Abrupt transition of the efficient vaccination strategy in a population with heterogeneous fatality rates

TL;DR

This study uses a metapopulation SIRD model to analyze vaccination strategies for COVID-19, revealing a sudden transition in optimal strategy depending on vaccine supply and contagion rate, with implications for real-world epidemics.

Contribution

It identifies a discontinuous transition in the optimal vaccination strategy and demonstrates its relevance to real-world diseases like COVID-19 and tuberculosis.

Findings

Fatality-based strategy is more effective at high contagion and low vaccine supply.

Contact-based strategy outperforms fatality-based when vaccine supply is high.

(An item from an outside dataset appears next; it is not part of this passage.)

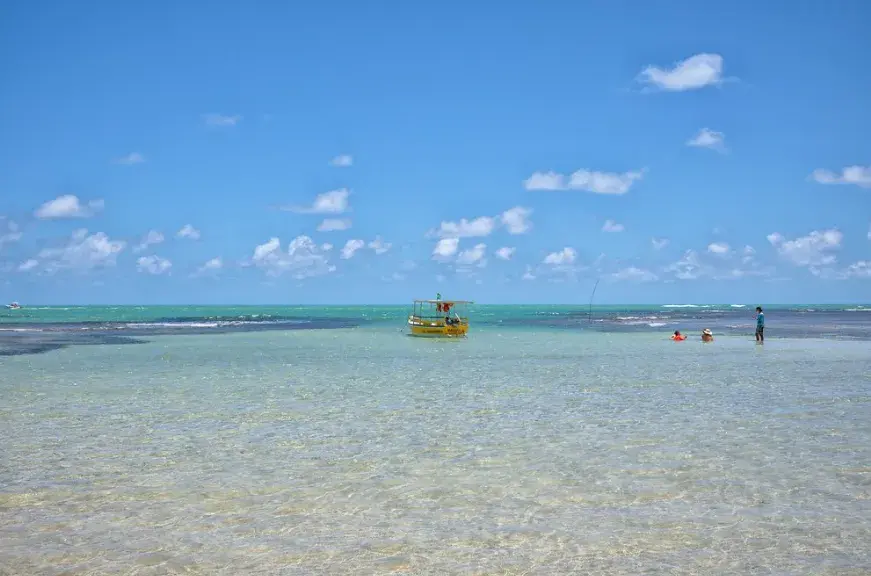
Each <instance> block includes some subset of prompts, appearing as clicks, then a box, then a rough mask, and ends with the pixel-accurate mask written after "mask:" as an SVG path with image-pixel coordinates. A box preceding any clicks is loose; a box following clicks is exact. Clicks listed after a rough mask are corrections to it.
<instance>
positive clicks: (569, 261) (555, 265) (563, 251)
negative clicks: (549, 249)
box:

A discontinuous transition in optimal strategy occurs, similar to hysteresis.

Abstract

An insufficient supply of effective SARS-CoV-2 vaccine in most countries demands an effective vaccination strategy to minimize the damage caused by the disease. Currently, many countries vaccinate their population in descending order of age (i.e. descending order of fatality rate) to minimize the deaths caused by the disease; however, the effectiveness of this strategy needs to be quantitatively assessed. We employ the susceptible-infected-recovered-dead (SIRD) model to investigate various vaccination strategies. We constructed a metapopulation model with heterogeneous contact and fatality rates and investigated the effectiveness of vaccination strategies to reduce epidemic mortality. We found that the fatality-based strategy, which is currently employed in many countries, is more effective when the contagion rate is high and vaccine supply is low, but the contact-based method outperforms the fatality-based strategy when there is a sufficiently high supply of the vaccine. We identified a discontinuous transition of the optimal vaccination strategy and path-dependency analogous to hysteresis. This transition and path-dependency imply that combining the fatality-based and contact-based strategies is ineffective in reducing the number of deaths. Furthermore, we demonstrate that such phenomena occur in real-world epidemic diseases, such as tuberculosis and COVID-19. We also show that the conclusions of this research are valid even when the complex epidemic stages, efficacy of the vaccine, and reinfection are considered.